Nonesuch

Adidas

What is Adidas?

Adidas is three stripes and a century of culture. Founded in 1949 in Herzogenaurach, Germany, the brand split from Puma — literally two brothers dividing a shoe company across a river — and went on to become the second-largest sportswear company on earth. Run-DMC wore the Superstar without a deal...

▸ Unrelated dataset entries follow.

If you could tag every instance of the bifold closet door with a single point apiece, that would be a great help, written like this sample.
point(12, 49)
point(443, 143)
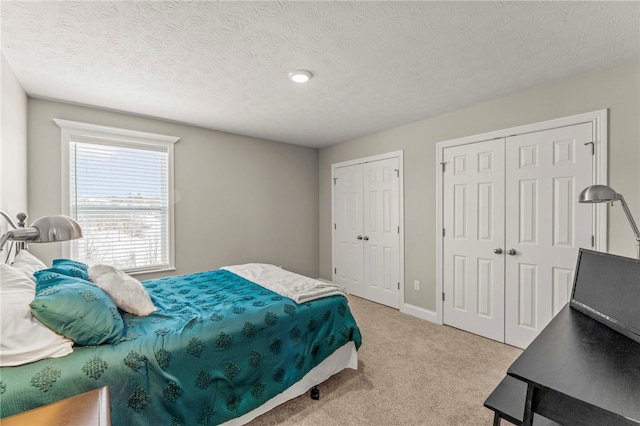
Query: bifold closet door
point(366, 211)
point(381, 224)
point(348, 227)
point(545, 225)
point(473, 220)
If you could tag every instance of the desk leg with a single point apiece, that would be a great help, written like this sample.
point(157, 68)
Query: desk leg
point(528, 406)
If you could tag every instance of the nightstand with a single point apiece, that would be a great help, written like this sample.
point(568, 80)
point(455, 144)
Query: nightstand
point(89, 408)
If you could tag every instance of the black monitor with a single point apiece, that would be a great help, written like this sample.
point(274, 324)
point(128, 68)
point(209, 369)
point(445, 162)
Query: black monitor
point(606, 287)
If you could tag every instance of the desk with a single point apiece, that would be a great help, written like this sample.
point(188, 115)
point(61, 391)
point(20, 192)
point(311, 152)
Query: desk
point(89, 408)
point(579, 371)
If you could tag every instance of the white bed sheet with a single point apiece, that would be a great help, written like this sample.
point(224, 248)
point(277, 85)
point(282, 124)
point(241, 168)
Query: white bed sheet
point(344, 357)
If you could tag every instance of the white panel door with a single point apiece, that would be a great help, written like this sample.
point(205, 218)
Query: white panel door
point(348, 217)
point(381, 237)
point(473, 220)
point(545, 226)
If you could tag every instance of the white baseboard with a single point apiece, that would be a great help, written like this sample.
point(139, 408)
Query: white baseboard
point(419, 312)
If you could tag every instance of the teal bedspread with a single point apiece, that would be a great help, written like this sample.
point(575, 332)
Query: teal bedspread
point(218, 347)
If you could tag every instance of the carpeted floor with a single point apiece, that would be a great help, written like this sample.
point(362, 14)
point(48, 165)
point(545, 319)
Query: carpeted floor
point(410, 372)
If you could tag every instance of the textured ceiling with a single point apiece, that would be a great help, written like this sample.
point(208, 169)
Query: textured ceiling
point(376, 65)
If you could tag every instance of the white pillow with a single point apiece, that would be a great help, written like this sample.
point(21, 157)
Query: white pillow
point(23, 338)
point(28, 263)
point(127, 292)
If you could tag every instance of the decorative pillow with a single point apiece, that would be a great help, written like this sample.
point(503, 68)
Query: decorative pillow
point(24, 339)
point(126, 291)
point(76, 309)
point(28, 263)
point(70, 268)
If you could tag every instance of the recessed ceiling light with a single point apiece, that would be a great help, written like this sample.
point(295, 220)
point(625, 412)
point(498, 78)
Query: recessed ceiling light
point(300, 76)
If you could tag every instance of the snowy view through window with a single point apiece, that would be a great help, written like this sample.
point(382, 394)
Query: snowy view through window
point(119, 196)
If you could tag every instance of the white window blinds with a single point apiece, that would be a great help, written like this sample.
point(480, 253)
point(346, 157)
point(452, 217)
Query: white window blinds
point(120, 192)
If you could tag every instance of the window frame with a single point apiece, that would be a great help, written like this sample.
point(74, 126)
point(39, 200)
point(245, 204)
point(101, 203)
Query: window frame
point(85, 132)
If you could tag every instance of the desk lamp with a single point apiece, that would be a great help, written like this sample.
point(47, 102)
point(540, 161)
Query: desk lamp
point(605, 194)
point(44, 230)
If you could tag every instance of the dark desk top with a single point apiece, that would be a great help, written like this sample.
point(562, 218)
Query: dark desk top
point(585, 360)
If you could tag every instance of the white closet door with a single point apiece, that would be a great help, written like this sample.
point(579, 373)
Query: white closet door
point(545, 226)
point(348, 216)
point(473, 219)
point(381, 238)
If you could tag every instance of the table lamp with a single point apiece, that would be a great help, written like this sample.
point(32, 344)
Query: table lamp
point(44, 230)
point(605, 194)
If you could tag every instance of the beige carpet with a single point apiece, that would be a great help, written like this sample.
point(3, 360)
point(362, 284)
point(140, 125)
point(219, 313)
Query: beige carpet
point(410, 372)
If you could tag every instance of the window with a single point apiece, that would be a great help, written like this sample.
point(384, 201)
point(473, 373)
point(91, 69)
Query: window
point(118, 185)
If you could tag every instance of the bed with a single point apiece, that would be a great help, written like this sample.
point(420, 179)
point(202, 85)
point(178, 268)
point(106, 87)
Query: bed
point(219, 349)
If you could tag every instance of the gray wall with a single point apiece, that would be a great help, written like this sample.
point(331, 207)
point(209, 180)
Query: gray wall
point(238, 199)
point(13, 144)
point(617, 89)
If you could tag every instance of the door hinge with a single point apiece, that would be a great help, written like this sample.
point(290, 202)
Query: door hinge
point(593, 147)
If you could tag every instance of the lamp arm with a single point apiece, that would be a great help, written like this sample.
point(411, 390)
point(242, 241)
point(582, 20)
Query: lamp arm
point(6, 216)
point(20, 234)
point(629, 217)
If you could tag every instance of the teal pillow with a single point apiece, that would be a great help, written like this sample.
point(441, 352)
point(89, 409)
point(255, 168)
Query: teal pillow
point(53, 276)
point(76, 309)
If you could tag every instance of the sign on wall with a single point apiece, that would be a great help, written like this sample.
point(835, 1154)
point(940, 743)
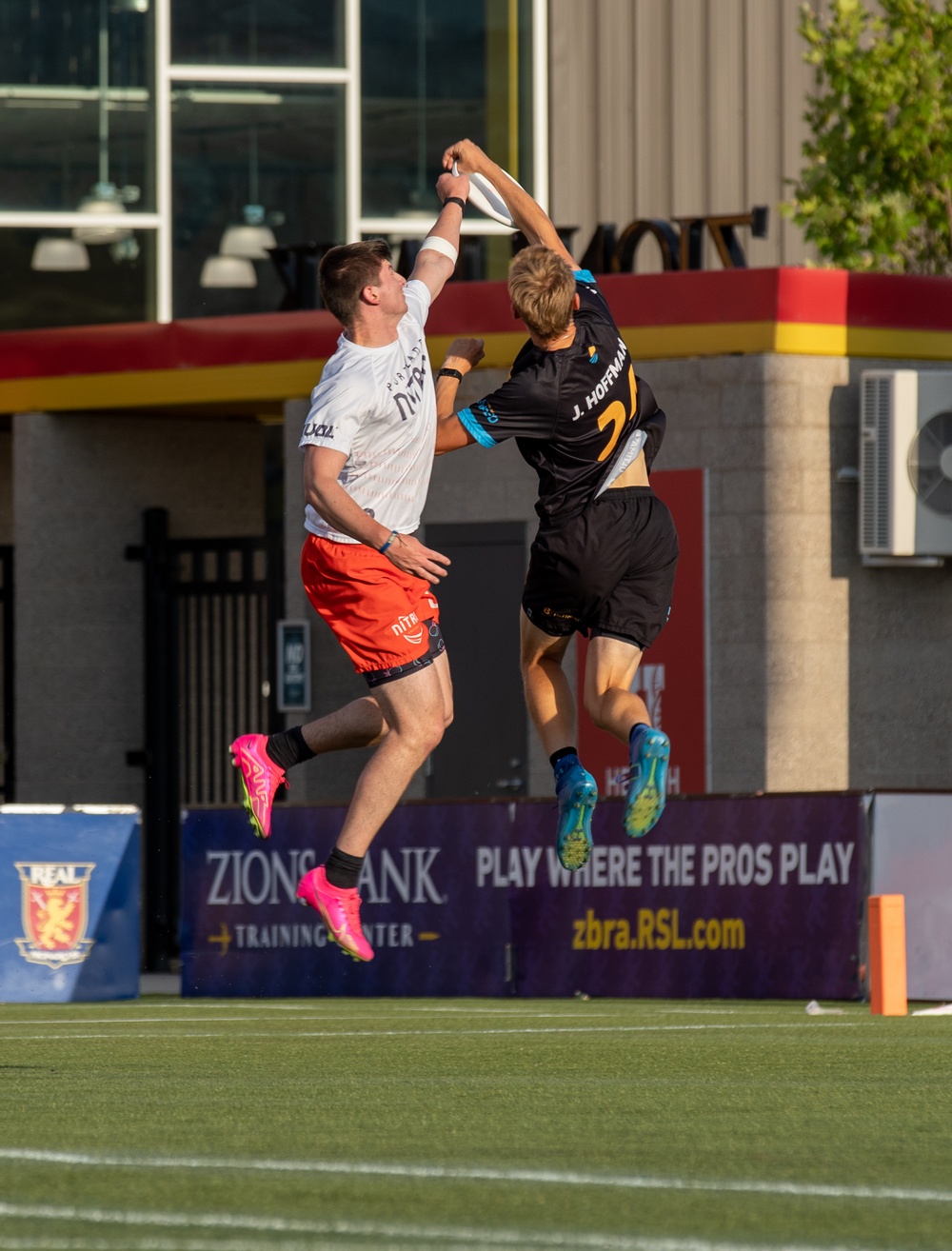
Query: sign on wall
point(728, 897)
point(69, 904)
point(672, 677)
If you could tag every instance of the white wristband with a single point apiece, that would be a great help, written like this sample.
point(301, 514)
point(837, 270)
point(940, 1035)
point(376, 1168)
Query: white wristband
point(442, 246)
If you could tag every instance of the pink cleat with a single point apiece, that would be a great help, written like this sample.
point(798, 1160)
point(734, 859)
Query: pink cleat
point(341, 911)
point(260, 778)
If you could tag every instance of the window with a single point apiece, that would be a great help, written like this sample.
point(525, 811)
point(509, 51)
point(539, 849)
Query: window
point(135, 132)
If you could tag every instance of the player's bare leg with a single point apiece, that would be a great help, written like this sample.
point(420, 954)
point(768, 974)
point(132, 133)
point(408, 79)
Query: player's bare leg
point(263, 761)
point(552, 707)
point(415, 708)
point(613, 705)
point(415, 711)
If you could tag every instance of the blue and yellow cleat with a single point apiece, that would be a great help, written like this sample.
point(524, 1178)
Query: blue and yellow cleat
point(647, 781)
point(577, 793)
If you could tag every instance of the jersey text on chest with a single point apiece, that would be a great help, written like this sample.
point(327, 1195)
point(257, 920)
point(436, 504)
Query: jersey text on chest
point(407, 386)
point(608, 377)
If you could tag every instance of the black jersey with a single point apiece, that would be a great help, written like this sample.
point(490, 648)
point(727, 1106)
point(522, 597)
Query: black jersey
point(577, 414)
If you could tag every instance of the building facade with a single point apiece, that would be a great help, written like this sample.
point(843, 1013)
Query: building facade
point(820, 672)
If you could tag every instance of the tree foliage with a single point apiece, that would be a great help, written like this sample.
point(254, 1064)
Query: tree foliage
point(876, 191)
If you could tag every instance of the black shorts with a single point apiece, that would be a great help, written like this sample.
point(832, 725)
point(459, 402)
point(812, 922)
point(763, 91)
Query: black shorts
point(609, 570)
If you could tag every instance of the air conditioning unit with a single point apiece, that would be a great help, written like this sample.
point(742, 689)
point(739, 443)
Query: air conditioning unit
point(904, 466)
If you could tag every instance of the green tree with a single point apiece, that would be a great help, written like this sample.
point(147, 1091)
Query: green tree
point(876, 191)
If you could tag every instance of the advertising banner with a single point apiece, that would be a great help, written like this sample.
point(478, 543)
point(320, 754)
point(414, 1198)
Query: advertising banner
point(728, 897)
point(912, 856)
point(672, 677)
point(69, 904)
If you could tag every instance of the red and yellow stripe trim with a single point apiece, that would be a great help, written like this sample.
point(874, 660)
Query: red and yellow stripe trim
point(269, 358)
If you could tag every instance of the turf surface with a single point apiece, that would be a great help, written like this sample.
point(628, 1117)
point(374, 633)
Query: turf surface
point(169, 1124)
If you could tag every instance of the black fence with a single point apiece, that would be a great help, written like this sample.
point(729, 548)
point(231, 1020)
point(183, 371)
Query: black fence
point(8, 761)
point(210, 613)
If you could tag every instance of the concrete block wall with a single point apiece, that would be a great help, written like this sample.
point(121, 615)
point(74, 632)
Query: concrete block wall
point(82, 486)
point(779, 641)
point(900, 629)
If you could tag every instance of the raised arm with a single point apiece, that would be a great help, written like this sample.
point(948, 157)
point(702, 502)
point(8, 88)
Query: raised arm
point(435, 263)
point(462, 355)
point(529, 216)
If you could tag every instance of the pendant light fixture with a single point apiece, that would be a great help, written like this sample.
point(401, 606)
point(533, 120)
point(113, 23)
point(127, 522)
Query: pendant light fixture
point(54, 254)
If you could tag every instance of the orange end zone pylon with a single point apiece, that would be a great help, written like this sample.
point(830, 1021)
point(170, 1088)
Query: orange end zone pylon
point(887, 955)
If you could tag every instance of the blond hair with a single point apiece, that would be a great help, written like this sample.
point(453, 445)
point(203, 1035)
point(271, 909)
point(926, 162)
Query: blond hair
point(542, 289)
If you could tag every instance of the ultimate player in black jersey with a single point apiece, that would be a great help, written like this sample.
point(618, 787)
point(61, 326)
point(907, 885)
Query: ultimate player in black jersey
point(605, 556)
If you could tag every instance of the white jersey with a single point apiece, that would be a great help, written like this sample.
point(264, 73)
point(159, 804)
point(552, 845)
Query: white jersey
point(379, 407)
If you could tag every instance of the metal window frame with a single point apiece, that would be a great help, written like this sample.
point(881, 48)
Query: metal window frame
point(347, 76)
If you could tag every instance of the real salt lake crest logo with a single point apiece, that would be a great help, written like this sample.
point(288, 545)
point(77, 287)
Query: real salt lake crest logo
point(54, 904)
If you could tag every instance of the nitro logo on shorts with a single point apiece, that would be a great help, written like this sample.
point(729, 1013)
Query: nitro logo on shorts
point(403, 626)
point(54, 904)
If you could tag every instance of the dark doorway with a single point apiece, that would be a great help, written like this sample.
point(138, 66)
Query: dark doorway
point(485, 751)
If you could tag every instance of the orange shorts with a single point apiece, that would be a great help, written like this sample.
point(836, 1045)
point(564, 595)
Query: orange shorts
point(377, 612)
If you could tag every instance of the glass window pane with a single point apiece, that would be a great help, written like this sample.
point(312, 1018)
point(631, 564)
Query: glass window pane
point(75, 104)
point(433, 71)
point(267, 155)
point(258, 32)
point(118, 286)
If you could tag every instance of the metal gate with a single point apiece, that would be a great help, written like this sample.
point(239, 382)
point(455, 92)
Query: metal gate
point(7, 674)
point(210, 613)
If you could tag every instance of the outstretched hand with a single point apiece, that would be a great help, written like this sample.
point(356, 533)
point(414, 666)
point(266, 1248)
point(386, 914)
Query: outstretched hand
point(452, 184)
point(466, 155)
point(411, 557)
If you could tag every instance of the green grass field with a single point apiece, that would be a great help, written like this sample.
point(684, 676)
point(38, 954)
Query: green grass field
point(169, 1124)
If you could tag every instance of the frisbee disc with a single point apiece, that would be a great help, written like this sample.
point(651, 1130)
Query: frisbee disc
point(486, 198)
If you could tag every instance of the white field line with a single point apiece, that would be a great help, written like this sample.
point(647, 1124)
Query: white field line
point(448, 1238)
point(314, 1016)
point(290, 1035)
point(446, 1172)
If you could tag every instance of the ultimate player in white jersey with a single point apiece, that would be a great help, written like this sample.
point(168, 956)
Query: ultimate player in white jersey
point(367, 454)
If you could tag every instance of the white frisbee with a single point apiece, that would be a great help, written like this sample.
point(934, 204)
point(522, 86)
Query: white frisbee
point(486, 199)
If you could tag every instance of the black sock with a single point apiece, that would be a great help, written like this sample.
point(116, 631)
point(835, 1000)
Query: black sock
point(561, 754)
point(288, 747)
point(343, 869)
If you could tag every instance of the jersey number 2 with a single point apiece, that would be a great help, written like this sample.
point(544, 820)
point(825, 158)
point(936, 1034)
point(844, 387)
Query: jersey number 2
point(617, 417)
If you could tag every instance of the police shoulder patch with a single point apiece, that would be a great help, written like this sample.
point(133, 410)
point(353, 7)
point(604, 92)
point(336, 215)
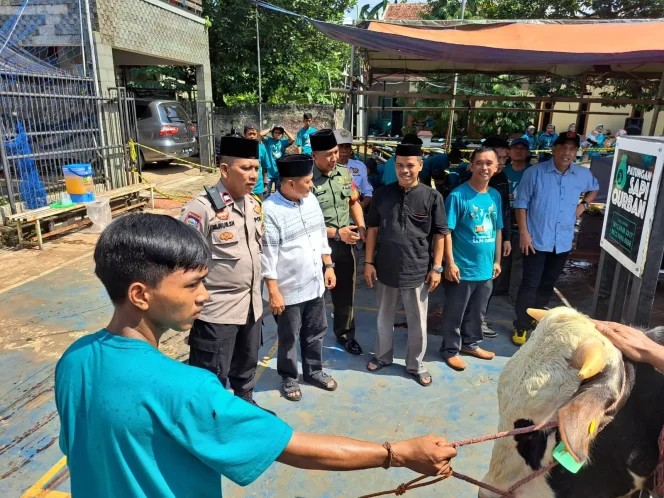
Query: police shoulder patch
point(193, 219)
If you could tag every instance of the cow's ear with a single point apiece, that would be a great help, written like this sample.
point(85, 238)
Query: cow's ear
point(579, 419)
point(537, 314)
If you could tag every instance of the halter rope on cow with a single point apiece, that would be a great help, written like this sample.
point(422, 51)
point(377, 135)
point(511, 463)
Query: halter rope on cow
point(415, 483)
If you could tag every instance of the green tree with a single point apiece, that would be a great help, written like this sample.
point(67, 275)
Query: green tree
point(298, 64)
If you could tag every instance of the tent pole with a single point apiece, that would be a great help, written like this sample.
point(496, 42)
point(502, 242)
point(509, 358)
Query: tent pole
point(655, 113)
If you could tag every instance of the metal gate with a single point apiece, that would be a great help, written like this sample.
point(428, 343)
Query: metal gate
point(47, 123)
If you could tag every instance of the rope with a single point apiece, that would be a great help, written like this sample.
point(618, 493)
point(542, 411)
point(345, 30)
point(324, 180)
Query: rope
point(415, 483)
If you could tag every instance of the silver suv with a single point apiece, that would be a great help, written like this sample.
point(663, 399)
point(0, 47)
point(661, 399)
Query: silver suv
point(164, 125)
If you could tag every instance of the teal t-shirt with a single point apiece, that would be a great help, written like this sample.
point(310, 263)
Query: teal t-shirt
point(302, 139)
point(262, 168)
point(275, 149)
point(389, 174)
point(474, 219)
point(134, 422)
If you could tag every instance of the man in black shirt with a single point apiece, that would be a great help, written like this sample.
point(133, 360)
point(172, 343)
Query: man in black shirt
point(412, 221)
point(501, 183)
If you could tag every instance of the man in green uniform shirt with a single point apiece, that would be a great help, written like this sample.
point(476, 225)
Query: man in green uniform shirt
point(338, 197)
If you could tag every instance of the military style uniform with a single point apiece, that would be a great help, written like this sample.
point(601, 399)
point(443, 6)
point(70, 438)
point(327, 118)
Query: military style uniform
point(226, 338)
point(336, 192)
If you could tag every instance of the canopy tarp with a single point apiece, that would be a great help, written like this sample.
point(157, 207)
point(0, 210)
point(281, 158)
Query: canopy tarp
point(520, 47)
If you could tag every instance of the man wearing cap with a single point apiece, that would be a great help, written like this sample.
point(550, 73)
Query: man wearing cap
point(303, 141)
point(357, 168)
point(275, 146)
point(337, 194)
point(547, 206)
point(510, 277)
point(226, 337)
point(295, 247)
point(410, 218)
point(251, 132)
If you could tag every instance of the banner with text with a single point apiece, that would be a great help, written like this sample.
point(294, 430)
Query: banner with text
point(635, 179)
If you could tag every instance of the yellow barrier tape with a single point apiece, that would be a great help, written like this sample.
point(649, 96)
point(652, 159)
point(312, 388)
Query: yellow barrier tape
point(132, 147)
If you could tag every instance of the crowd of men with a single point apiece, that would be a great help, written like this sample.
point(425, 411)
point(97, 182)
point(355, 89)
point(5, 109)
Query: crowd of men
point(157, 427)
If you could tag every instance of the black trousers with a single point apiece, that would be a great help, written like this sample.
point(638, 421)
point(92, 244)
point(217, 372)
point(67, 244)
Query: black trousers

Adidas is three stripes and a century of culture. Founded in 1949 in Herzogenaurach, Germany, the brand split from Puma — literally two brothers dividing a shoe company across a river — and went on to become the second-largest sportswear company on earth. Run-DMC wore the Superstar without a deal and invented the celebrity sneaker endorsement. The Samba is currently the most popular shoe in the world. The three stripes never stop working.

Aesthetic & Identity

Adidas is three stripes and sixty years of cultural infrastructure. The brand operates across three lanes simultaneously: performance (running, football, training), Originals (heritage and lifestyle), and collaborative (Pharrell, Wales Bonner, Jerry Lorenzo). The Originals line — Stan Smith, Superstar, Gazelle, Samba, Campus — constitutes one of the deepest sneaker archives in the industry. The Samba's resurgence in the 2020s turned a 1950s indoor football shoe into the most popular lifestyle sneaker in the world. The three stripes work on everything from track pants to runway collaborations, which is a testament to the simplicity and strength of the mark. The aesthetic ranges from German minimalism (the Stan Smith) to maximalist experimentation (Y-3, Craig Green collaboration) without losing coherence.

History & Trajectory

Founded in 1949 in Herzogenaurach, Germany. The brand split from Puma — literally, two brothers dividing a family shoe business across a river. adidas equipped athletes, then hip-hop adopted the Superstar in the 1980s when Run-DMC performed "My adidas" and signed the first non-athlete sneaker endorsement deal. The Boost technology, introduced in 2013, powered the Ultraboost and Yeezy lines. The Kanye West partnership (2015-2022) produced the Yeezy 350 V2, one of the most commercially successful sneaker lines in history, before ending in public acrimony. The brand has since pivoted to partnerships with Wales Bonner, Jerry Lorenzo (Fear of God Athletics), and a renewed focus on the Originals archive. Revenue exceeds $20 billion annually.

Cultural Footprint

adidas has a deeper connection to music culture than any other athletic brand. Run-DMC in the 80s. The Gallagher brothers in Sambas in the 90s. Kanye West in the 2010s. The Samba's 2023-2024 takeover was organic — it started in fashion circles, spread to TikTok, and became the shoe you couldn't avoid seeing on any city street. The brand's football heritage gives it a European cultural authority that Nike can't quite replicate — terrace culture, the World Cup, and the Trefoil logo have been intertwined for generations. The Y-3 line with Yohji Yamamoto, running since 2003, was decades ahead of the designer-sportswear collaboration model that now defines the industry.

What to Know

The Samba runs $100-$120, Stan Smith $90-$110, Superstar $100, Ultraboost $190. Wales Bonner collaborations $180-$250, Fear of God Athletics $100-$300. Available at adidas.com, adidas stores, Foot Locker, JD Sports, and every athletic retailer globally. Key pieces: the Samba, the Gazelle, the Campus, the Stan Smith, and the Wales Bonner Samba. Sizing runs true to slightly narrow — wide-foot wearers should try before buying. The resale market is most active for collaboration models and Yeezy inventory (still selling through at discount from adidas direct), with Wales Bonner Sambas and old-stock Yeezys commanding premiums on StockX.